Again, Young told Turnbull to sit and be silent. Due to his fragile health and mental state, Preacher Axley began to cry while the congregation was thrown into "utmost confusion." Turnbull demanded that Axley be removed from the pulpit, shouting that "he is insulting the congregation."
LORENZO DOW RISES
In the distance, the eccentric Lorenzo Dow, who during his lifetime would preach before tens of thousands and write about it years later in a best-selling autobiography, heard the commotion. Extremely ill, he was lying in his tent resting and listening, but not expecting to preach until later in the day. Observing that the preachers had lost control of the congregation, Dow prepared to intervene.
"After standing and looking over the people a few moments, he (Dow) rose and came into the pulpit," Young recalled, and then ordered the people to hush and sit, which they did. Next, Dow presented a history lesson about the colonists, their first settlements, the American Revolution and the duties of public servants.
"He then gave us a concise history of the war and its final termination," Young wrote, "showing...what we had gained by the Revolution, saying we were now the happiest people on the globe." Becoming animated, Dow said that when "God confers great privileges on a nation," that nation is given great responsibilities, but when those privileges are abused they "are turned into the heaviest curses."

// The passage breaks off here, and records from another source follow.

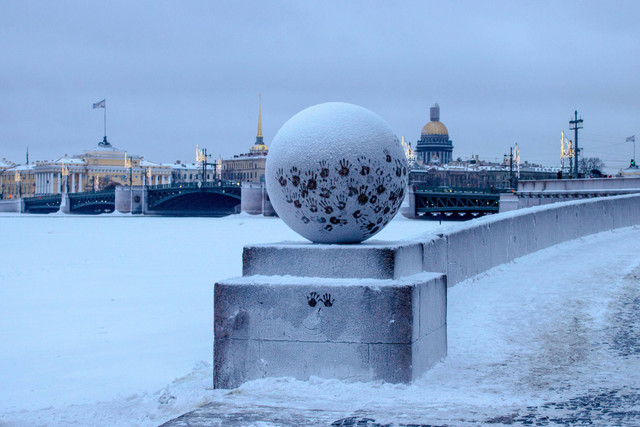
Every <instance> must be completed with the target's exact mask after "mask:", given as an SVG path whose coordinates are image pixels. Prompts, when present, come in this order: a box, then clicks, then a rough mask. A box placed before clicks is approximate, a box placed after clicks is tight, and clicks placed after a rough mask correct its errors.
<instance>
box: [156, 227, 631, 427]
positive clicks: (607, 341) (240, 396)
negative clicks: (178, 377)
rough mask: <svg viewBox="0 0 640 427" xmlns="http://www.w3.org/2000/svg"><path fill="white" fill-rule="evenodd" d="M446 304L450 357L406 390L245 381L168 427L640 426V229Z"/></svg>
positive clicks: (482, 278)
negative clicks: (241, 383)
mask: <svg viewBox="0 0 640 427" xmlns="http://www.w3.org/2000/svg"><path fill="white" fill-rule="evenodd" d="M448 299H449V306H448V308H449V312H448V331H449V355H448V356H447V358H446V359H445V360H444V361H442V362H441V363H439V364H438V365H436V366H435V367H434V368H433V369H432V370H430V371H429V372H427V373H426V374H425V375H424V376H423V377H422V378H421V379H420V380H418V381H416V382H415V383H413V384H411V385H403V384H400V385H393V384H383V383H366V384H363V383H347V382H342V381H335V380H324V379H318V378H312V379H311V380H310V381H308V382H301V381H296V380H293V379H287V378H284V379H265V380H259V381H252V382H249V383H247V384H244V385H243V386H241V387H240V388H239V389H236V390H232V391H220V390H216V391H214V392H212V393H211V397H210V399H211V403H209V404H208V405H206V406H204V407H203V408H201V409H199V410H197V411H195V412H194V413H192V414H187V415H186V416H184V417H181V418H178V419H177V420H174V421H172V422H170V423H167V424H166V426H172V427H174V426H183V425H191V426H198V425H225V426H241V425H242V426H246V425H256V426H270V425H310V426H311V425H336V426H361V425H363V426H364V425H366V426H387V425H393V426H406V425H412V426H423V425H485V424H492V425H628V426H637V425H640V316H639V315H638V313H639V312H640V311H639V309H640V229H638V228H627V229H620V230H616V231H613V232H606V233H601V234H598V235H594V236H588V237H585V238H581V239H578V240H575V241H572V242H567V243H565V244H562V245H558V246H555V247H552V248H549V249H546V250H543V251H540V252H537V253H535V254H531V255H529V256H526V257H523V258H520V259H518V260H516V261H515V262H513V263H510V264H507V265H502V266H499V267H497V268H494V269H492V270H490V271H489V272H487V273H485V274H483V275H481V276H479V277H476V278H473V279H470V280H467V281H465V282H462V283H460V284H458V285H456V286H454V287H453V288H450V289H449V295H448ZM187 423H188V424H187Z"/></svg>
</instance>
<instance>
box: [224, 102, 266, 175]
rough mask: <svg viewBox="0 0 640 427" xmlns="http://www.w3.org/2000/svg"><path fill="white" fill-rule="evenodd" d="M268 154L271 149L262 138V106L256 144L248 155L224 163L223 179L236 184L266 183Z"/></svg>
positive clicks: (260, 106)
mask: <svg viewBox="0 0 640 427" xmlns="http://www.w3.org/2000/svg"><path fill="white" fill-rule="evenodd" d="M267 154H269V148H268V147H267V146H266V145H265V144H264V141H263V138H262V105H260V106H259V108H258V135H257V136H256V143H255V144H254V145H253V146H252V147H251V148H250V149H249V152H248V153H246V154H239V155H236V156H233V158H232V159H229V160H223V161H222V179H223V180H224V181H236V182H264V171H265V166H266V164H267Z"/></svg>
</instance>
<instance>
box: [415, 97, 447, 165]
mask: <svg viewBox="0 0 640 427" xmlns="http://www.w3.org/2000/svg"><path fill="white" fill-rule="evenodd" d="M430 116H431V117H430V118H431V121H430V122H429V123H427V124H426V125H424V127H423V128H422V133H421V135H420V140H418V144H417V146H416V150H415V151H416V160H417V161H418V162H419V163H421V164H432V165H444V164H447V163H449V162H450V161H451V157H452V152H453V143H452V142H451V140H450V139H449V130H447V127H446V126H445V125H444V123H442V122H441V121H440V106H439V105H438V104H435V105H434V106H433V107H431V114H430Z"/></svg>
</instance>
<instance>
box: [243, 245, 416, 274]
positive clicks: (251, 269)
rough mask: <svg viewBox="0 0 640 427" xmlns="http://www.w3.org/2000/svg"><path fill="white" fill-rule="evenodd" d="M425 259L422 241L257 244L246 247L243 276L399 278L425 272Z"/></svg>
mask: <svg viewBox="0 0 640 427" xmlns="http://www.w3.org/2000/svg"><path fill="white" fill-rule="evenodd" d="M422 257H423V248H422V244H421V243H418V242H398V243H395V244H394V243H389V242H379V243H377V242H376V241H372V242H366V243H361V244H358V245H326V244H317V243H281V244H265V245H254V246H245V248H244V252H243V254H242V274H243V276H252V275H256V274H260V275H264V276H286V275H290V276H300V277H343V278H344V277H352V278H357V277H366V278H372V279H397V278H400V277H403V276H410V275H412V274H417V273H420V272H422V271H423V267H422Z"/></svg>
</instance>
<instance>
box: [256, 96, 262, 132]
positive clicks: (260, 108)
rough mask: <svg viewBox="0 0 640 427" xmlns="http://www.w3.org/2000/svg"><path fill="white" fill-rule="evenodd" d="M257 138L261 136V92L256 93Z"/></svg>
mask: <svg viewBox="0 0 640 427" xmlns="http://www.w3.org/2000/svg"><path fill="white" fill-rule="evenodd" d="M258 99H259V101H258V136H257V137H258V138H262V94H259V95H258Z"/></svg>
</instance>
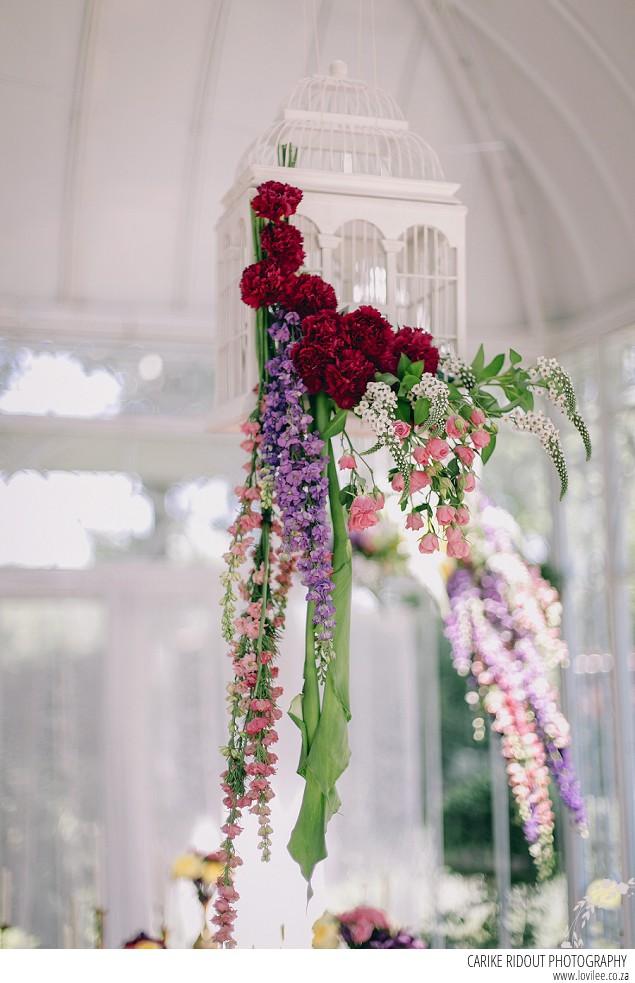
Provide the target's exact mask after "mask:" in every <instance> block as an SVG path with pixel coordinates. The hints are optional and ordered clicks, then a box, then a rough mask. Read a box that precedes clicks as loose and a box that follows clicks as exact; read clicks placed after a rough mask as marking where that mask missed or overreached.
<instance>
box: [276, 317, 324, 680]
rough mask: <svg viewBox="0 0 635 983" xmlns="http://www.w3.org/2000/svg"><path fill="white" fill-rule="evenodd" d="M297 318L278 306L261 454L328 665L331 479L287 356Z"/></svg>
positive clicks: (317, 648)
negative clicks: (324, 470) (281, 518)
mask: <svg viewBox="0 0 635 983" xmlns="http://www.w3.org/2000/svg"><path fill="white" fill-rule="evenodd" d="M299 323H300V318H299V316H298V314H296V313H295V312H290V313H287V314H285V313H284V312H282V311H280V312H279V314H278V318H277V320H276V321H275V322H274V323H273V324H272V325H271V327H270V328H269V334H270V336H271V338H272V339H273V341H274V343H275V351H276V354H275V356H274V357H273V358H272V359H271V360H270V361H269V362H268V364H267V372H268V374H269V382H267V384H266V386H265V407H264V412H263V418H262V436H263V441H262V459H263V462H264V463H265V465H267V466H268V467H270V468H271V470H272V471H273V472H274V479H275V485H276V499H277V503H278V507H279V509H280V512H281V516H282V529H283V545H284V548H285V549H286V550H287V551H288V552H290V553H294V552H299V553H301V554H302V555H301V557H300V559H299V561H298V566H297V568H298V570H299V572H300V574H301V577H302V583H303V584H304V585H305V587H308V592H307V595H306V599H307V601H312V602H313V603H314V605H315V609H314V613H313V624H314V625H316V627H317V629H318V631H317V633H316V642H317V645H316V649H317V651H316V660H317V661H318V662H319V664H320V665H321V666H322V668H323V669H325V668H326V665H327V664H328V662H329V661H330V659H331V658H332V655H333V630H334V628H335V618H334V615H335V607H334V605H333V602H332V598H331V594H332V590H333V584H332V582H331V579H330V578H331V573H332V567H331V546H330V535H331V534H330V527H329V523H328V517H327V511H326V503H327V496H328V481H327V479H326V477H325V476H324V464H325V459H324V457H323V456H322V450H323V448H324V441H323V440H322V439H321V438H320V437H319V435H318V434H317V433H316V432H315V430H314V421H313V418H312V417H311V415H310V414H309V413H307V412H306V410H305V409H304V397H305V394H306V392H307V390H306V386H305V385H304V383H303V382H302V380H301V379H300V378H299V376H298V374H297V371H296V368H295V365H294V362H293V360H292V359H291V357H290V355H289V350H290V348H291V347H292V346H293V344H295V341H296V340H297V337H298V331H299Z"/></svg>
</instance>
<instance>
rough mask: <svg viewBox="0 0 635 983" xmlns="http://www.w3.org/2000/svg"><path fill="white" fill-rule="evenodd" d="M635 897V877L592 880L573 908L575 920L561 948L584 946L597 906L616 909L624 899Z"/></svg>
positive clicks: (603, 908) (608, 909)
mask: <svg viewBox="0 0 635 983" xmlns="http://www.w3.org/2000/svg"><path fill="white" fill-rule="evenodd" d="M633 897H635V877H630V878H629V879H628V881H614V880H611V878H609V877H604V878H598V879H597V880H594V881H591V883H590V884H589V886H588V887H587V889H586V894H585V896H584V897H583V898H582V900H581V901H578V902H577V903H576V905H575V906H574V908H573V913H574V914H573V921H572V922H571V925H568V926H567V937H566V938H565V939H564V941H562V942H561V943H560V948H561V949H581V948H582V947H583V946H584V938H583V934H584V929H585V926H586V925H587V922H588V921H589V919H590V918H591V915H593V914H594V913H595V910H596V908H599V909H601V910H604V911H614V910H615V909H617V908H619V907H620V906H621V904H622V901H623V900H626V899H631V898H633Z"/></svg>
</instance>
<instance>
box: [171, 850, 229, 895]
mask: <svg viewBox="0 0 635 983" xmlns="http://www.w3.org/2000/svg"><path fill="white" fill-rule="evenodd" d="M223 867H224V864H223V862H222V860H221V855H220V853H219V852H216V853H199V852H198V851H196V850H192V851H190V853H184V854H182V855H181V856H180V857H177V858H176V860H174V862H173V864H172V879H173V880H175V881H176V880H186V881H192V883H193V884H194V887H195V888H196V894H197V896H198V900H199V901H200V902H201V904H202V905H205V904H207V902H208V901H209V900H210V898H212V897H213V895H214V892H215V891H216V882H217V880H218V877H219V875H220V874H221V873H222V872H223Z"/></svg>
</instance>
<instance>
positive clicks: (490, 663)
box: [446, 503, 587, 879]
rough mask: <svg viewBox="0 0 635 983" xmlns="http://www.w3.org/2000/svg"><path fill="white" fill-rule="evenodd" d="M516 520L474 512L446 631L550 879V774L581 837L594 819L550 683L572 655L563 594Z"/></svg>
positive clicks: (520, 811)
mask: <svg viewBox="0 0 635 983" xmlns="http://www.w3.org/2000/svg"><path fill="white" fill-rule="evenodd" d="M509 520H510V517H509V516H507V515H506V513H504V512H503V511H502V510H501V509H496V508H493V507H492V506H491V505H488V504H487V503H484V504H483V505H482V506H481V507H480V508H479V509H477V510H475V514H474V517H473V521H472V525H471V533H472V538H473V542H474V549H473V553H472V562H471V564H469V565H459V567H458V568H457V569H456V570H455V571H454V573H453V574H452V575H451V576H450V578H449V580H448V584H447V589H448V594H449V597H450V605H451V610H450V614H449V615H448V617H447V619H446V635H447V637H448V639H449V640H450V643H451V645H452V661H453V663H454V667H455V668H456V670H457V671H458V672H459V674H460V675H462V676H466V677H467V680H468V687H469V691H470V692H472V693H474V694H475V697H474V702H473V706H474V707H475V708H479V707H480V708H481V709H482V710H483V711H485V713H487V714H488V715H489V716H490V718H491V719H492V730H494V731H495V732H497V733H499V734H500V735H501V746H502V752H503V755H504V756H505V758H506V760H507V775H508V778H509V784H510V787H511V789H512V793H513V796H514V800H515V803H516V807H517V810H518V814H519V816H520V819H521V821H522V825H523V831H524V834H525V838H526V840H527V842H528V844H529V852H530V853H531V855H532V857H533V859H534V863H535V865H536V868H537V871H538V876H539V878H540V879H542V878H544V877H546V876H548V875H549V874H550V873H551V871H552V869H553V861H554V843H553V833H554V814H553V809H552V802H551V797H550V792H549V780H550V778H551V779H552V780H553V782H554V783H555V785H556V787H557V789H558V791H559V793H560V797H561V799H562V801H563V803H564V805H565V806H566V807H567V809H568V810H569V814H570V816H571V818H572V821H573V822H574V824H575V825H576V827H577V828H578V830H579V832H580V833H581V834H582V835H587V832H586V829H587V816H586V810H585V806H584V800H583V798H582V793H581V790H580V783H579V781H578V778H577V776H576V773H575V769H574V767H573V763H572V760H571V751H570V744H571V734H570V729H569V724H568V722H567V720H566V719H565V717H564V715H563V713H562V710H561V709H560V706H559V697H558V693H557V690H556V689H555V687H554V686H553V685H552V683H551V682H550V676H551V675H553V671H554V670H555V669H556V668H558V667H559V666H562V665H564V664H565V663H566V661H567V659H568V652H567V648H566V645H565V644H564V642H563V641H562V639H561V638H560V636H559V630H558V626H559V624H560V612H561V606H560V602H559V599H558V593H557V591H556V590H555V589H554V588H553V587H552V586H551V585H550V584H549V583H547V582H546V581H545V580H543V578H542V577H541V576H540V574H539V573H538V571H537V570H536V569H535V568H534V567H531V566H529V565H528V564H527V563H526V562H525V561H524V559H523V557H522V555H521V554H520V552H519V550H518V548H517V546H516V544H515V542H514V538H513V536H512V534H511V531H510V527H509Z"/></svg>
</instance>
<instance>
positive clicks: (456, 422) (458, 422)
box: [445, 415, 465, 440]
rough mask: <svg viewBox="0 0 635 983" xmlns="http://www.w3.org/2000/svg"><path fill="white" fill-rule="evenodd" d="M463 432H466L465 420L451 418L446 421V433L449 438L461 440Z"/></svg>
mask: <svg viewBox="0 0 635 983" xmlns="http://www.w3.org/2000/svg"><path fill="white" fill-rule="evenodd" d="M463 430H465V420H464V419H463V418H462V417H460V416H456V415H455V416H449V417H448V418H447V420H446V421H445V432H446V433H447V435H448V437H452V438H453V439H454V440H460V438H461V436H462V434H463Z"/></svg>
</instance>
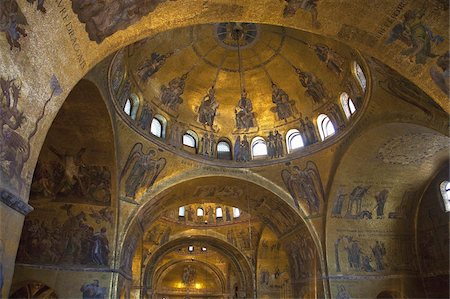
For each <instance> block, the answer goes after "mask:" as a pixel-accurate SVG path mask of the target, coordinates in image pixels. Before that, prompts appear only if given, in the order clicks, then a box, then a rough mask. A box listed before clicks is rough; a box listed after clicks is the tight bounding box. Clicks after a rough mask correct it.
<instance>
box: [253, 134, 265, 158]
mask: <svg viewBox="0 0 450 299" xmlns="http://www.w3.org/2000/svg"><path fill="white" fill-rule="evenodd" d="M252 156H253V158H257V157H263V156H267V145H266V141H265V140H264V138H262V137H255V138H253V140H252Z"/></svg>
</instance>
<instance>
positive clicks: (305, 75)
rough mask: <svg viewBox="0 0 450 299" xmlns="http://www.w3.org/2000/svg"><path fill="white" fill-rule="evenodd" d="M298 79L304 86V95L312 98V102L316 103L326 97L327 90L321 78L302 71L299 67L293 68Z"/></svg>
mask: <svg viewBox="0 0 450 299" xmlns="http://www.w3.org/2000/svg"><path fill="white" fill-rule="evenodd" d="M295 72H296V73H297V74H298V79H299V81H300V83H301V84H302V86H303V87H305V88H306V91H305V95H306V96H308V97H310V98H311V99H312V102H313V104H315V105H318V104H320V103H322V101H324V100H325V99H326V98H328V93H327V90H326V89H325V86H323V82H322V80H320V79H319V78H317V77H316V76H315V75H314V74H313V73H308V72H304V71H302V70H301V69H299V68H295Z"/></svg>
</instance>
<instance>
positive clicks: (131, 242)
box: [119, 176, 326, 297]
mask: <svg viewBox="0 0 450 299" xmlns="http://www.w3.org/2000/svg"><path fill="white" fill-rule="evenodd" d="M145 198H147V197H145ZM144 202H145V203H143V204H142V206H141V207H140V208H139V209H138V210H137V211H136V213H135V217H134V218H133V221H132V222H130V223H129V225H128V229H127V235H125V236H123V239H124V241H123V243H122V244H123V247H122V248H123V249H122V252H121V269H122V270H123V271H124V272H126V273H129V275H131V274H133V275H135V273H136V270H135V269H137V268H134V265H135V263H137V264H139V261H136V257H137V256H136V251H137V249H138V248H139V246H140V245H139V244H140V242H141V240H143V238H144V235H143V234H147V233H146V232H147V231H150V227H151V225H152V223H153V222H155V221H156V220H157V219H159V218H161V217H162V216H163V215H164V212H165V211H169V210H173V211H174V212H175V211H176V212H178V209H179V207H180V206H186V205H189V204H197V205H198V204H201V203H205V204H207V203H211V202H213V203H216V204H218V205H222V206H223V205H225V206H233V207H237V208H239V209H240V210H242V211H243V213H244V214H245V213H246V214H249V215H254V216H255V218H257V219H258V220H256V219H254V218H252V219H253V220H249V222H251V223H252V225H253V224H255V223H256V221H259V222H260V223H261V224H262V225H263V226H264V227H267V228H269V229H270V230H271V231H273V233H274V234H275V236H276V238H278V240H279V242H280V246H281V247H282V250H283V251H286V258H287V259H288V262H287V264H289V265H290V267H288V269H287V271H288V272H289V275H290V277H291V279H290V284H292V290H293V292H294V293H293V296H299V294H300V293H301V292H303V293H304V292H307V293H309V294H316V295H317V296H323V294H324V292H325V291H324V287H325V286H326V285H325V284H324V283H323V282H322V279H321V274H319V273H322V270H321V262H320V253H319V250H318V249H317V247H316V245H315V243H314V237H313V236H312V235H311V234H310V233H309V231H308V228H307V226H306V225H304V224H302V225H301V224H300V223H302V222H303V220H301V219H302V218H301V217H300V215H299V214H298V212H296V211H295V210H294V209H292V208H291V207H289V205H288V204H287V203H286V202H285V201H283V200H281V199H280V198H279V197H277V196H276V195H275V194H273V193H272V192H270V191H268V190H267V189H264V188H262V187H260V186H258V185H256V184H254V183H250V182H249V181H245V180H242V179H237V178H231V177H216V176H212V177H200V178H199V177H197V178H195V179H189V180H186V181H182V182H180V183H178V184H175V185H173V186H171V187H170V188H168V189H166V190H165V191H162V192H160V194H156V195H155V196H154V197H152V198H148V199H146V201H144ZM177 217H178V216H177ZM300 221H301V222H300ZM299 224H300V225H299ZM202 225H203V226H202ZM244 225H245V226H243V227H247V228H248V227H249V224H247V223H245V224H244ZM165 227H167V226H165ZM169 227H171V228H172V229H170V230H168V229H167V228H165V229H163V228H161V227H160V229H163V231H166V232H167V231H169V232H170V233H168V234H167V236H166V237H164V239H165V240H167V241H158V242H160V243H161V242H163V243H164V242H168V243H164V244H168V245H163V246H162V247H161V248H170V247H171V246H172V247H173V246H174V244H181V243H182V244H184V245H185V246H187V245H188V243H189V240H190V239H189V238H188V237H187V236H192V238H193V239H194V240H196V238H199V236H197V234H198V233H199V232H200V235H201V236H202V237H201V239H200V240H203V241H205V242H206V241H207V240H208V244H222V245H221V246H220V247H224V248H229V249H228V251H227V252H233V250H235V249H233V247H232V246H231V247H230V245H229V243H227V242H229V237H227V235H226V232H225V231H221V230H220V227H219V230H217V233H216V235H214V232H210V231H209V230H212V229H209V230H208V237H205V236H204V233H203V235H202V233H201V232H202V231H203V232H204V231H205V229H206V226H205V224H202V223H199V224H198V226H197V227H189V229H188V230H186V231H185V233H183V234H181V235H180V234H177V233H176V232H177V229H176V227H174V226H173V225H169ZM151 231H152V232H153V234H155V233H156V232H154V231H153V230H151ZM253 231H254V230H253ZM254 232H255V231H254ZM162 234H164V233H162ZM213 236H214V237H213ZM159 240H161V239H159ZM212 240H215V241H212ZM178 242H181V243H178ZM217 242H219V243H217ZM255 242H256V244H258V243H259V239H256V240H255ZM227 244H228V245H227ZM244 246H245V245H244ZM248 246H250V247H251V246H254V247H253V248H254V249H255V250H256V248H257V247H256V246H257V245H247V247H248ZM214 247H217V245H216V246H214ZM166 250H167V249H166ZM157 252H164V250H162V251H156V252H155V251H154V250H152V253H151V254H152V256H156V254H157ZM254 255H255V259H256V252H254ZM233 256H242V254H237V253H236V254H233ZM139 258H140V257H138V259H139ZM252 258H253V257H252ZM252 258H250V259H249V256H248V253H247V256H246V257H245V259H244V260H246V262H244V264H249V263H250V260H251V259H252ZM131 261H133V262H131ZM254 262H257V261H256V260H255V261H254ZM242 263H243V262H240V263H239V265H242ZM146 264H148V265H155V262H151V263H146ZM250 264H251V263H250ZM132 265H133V266H132ZM274 266H275V265H274ZM150 267H151V266H150ZM239 267H240V268H242V266H239ZM132 269H133V270H132ZM149 269H150V268H149ZM149 269H147V270H146V273H151V272H152V271H153V270H149ZM243 269H244V270H245V267H244V268H243ZM255 269H256V268H255V265H253V266H252V268H251V271H250V273H251V274H250V275H249V274H245V273H248V270H247V271H243V273H244V274H245V275H246V276H244V277H243V279H244V278H245V277H247V278H245V280H244V281H245V283H246V293H247V295H246V296H250V297H252V296H254V295H253V294H252V292H253V291H250V292H249V289H248V287H250V286H251V285H252V284H253V283H251V284H249V283H248V282H249V281H252V280H253V279H256V277H255V274H256V273H255ZM274 271H275V270H274ZM275 272H276V271H275ZM276 275H277V276H278V275H279V274H276ZM248 276H250V277H254V278H253V279H252V280H249V278H248ZM258 279H259V277H258ZM134 280H135V279H134V278H133V281H134ZM148 280H149V277H148V276H147V277H145V279H144V282H147V281H148ZM119 285H120V283H119ZM306 289H307V291H306Z"/></svg>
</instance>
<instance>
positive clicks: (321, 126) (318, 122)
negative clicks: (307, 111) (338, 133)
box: [317, 114, 336, 141]
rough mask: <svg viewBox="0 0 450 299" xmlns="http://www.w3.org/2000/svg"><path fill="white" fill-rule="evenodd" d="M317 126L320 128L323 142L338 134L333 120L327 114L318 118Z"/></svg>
mask: <svg viewBox="0 0 450 299" xmlns="http://www.w3.org/2000/svg"><path fill="white" fill-rule="evenodd" d="M317 126H318V127H319V133H320V138H321V139H322V141H323V140H325V139H326V138H328V137H330V136H331V135H334V133H335V132H336V130H335V129H334V125H333V123H332V122H331V119H330V118H329V117H328V116H326V115H325V114H320V115H319V116H318V117H317Z"/></svg>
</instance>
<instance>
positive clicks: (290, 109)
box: [271, 83, 295, 121]
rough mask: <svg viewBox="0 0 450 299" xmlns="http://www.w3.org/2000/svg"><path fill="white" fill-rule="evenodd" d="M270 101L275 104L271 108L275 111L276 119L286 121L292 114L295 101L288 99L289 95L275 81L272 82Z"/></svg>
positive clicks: (272, 109)
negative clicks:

In detail, he discussed the Constitution and compared it to the sun, which he said "keeps every planet and satellite in its own orbit, so the Constitution keeps every state and territory in order and harmony." He discussed the responsibilities and duties of public officers from the President down to justices of the peace in Mississippi Territory.
"He repeated the oath of office," Young reported, "that which binds each to support the Constitution of the United States, and of the state or territory in which the officer lives. Turning to the Methodist church, he showed what it had done and was doing for the United States. He showed the wonderful doings of Methodist preachers, their lives and their sacrifices; that they were good citizens, always prompt to obey the laws of the land..."
Then, he delivered his point. Looking at Turnbull, Dow shouted that "any man who would interrupt a Methodist preacher while in the discharge of duty of high office, was a mean, low-lived scoundrel, and that any Esquire that would do so was a perjured villain." Then he asked the congregation "what was their prospect in the Mississippi territory, while they kept perjured villains in office."
Turnbull arose, gathered his family and walked to his carriage. Along the way, he was heard to say, "I always was a fool, and I would not, for five hundred dollars, have come to this place today."
"Suffice to say," Young wrote, "the meeting closed well. Lorenzo gave us his valedictory...The preachers all went to their work, being refreshed by the Holy Spirit."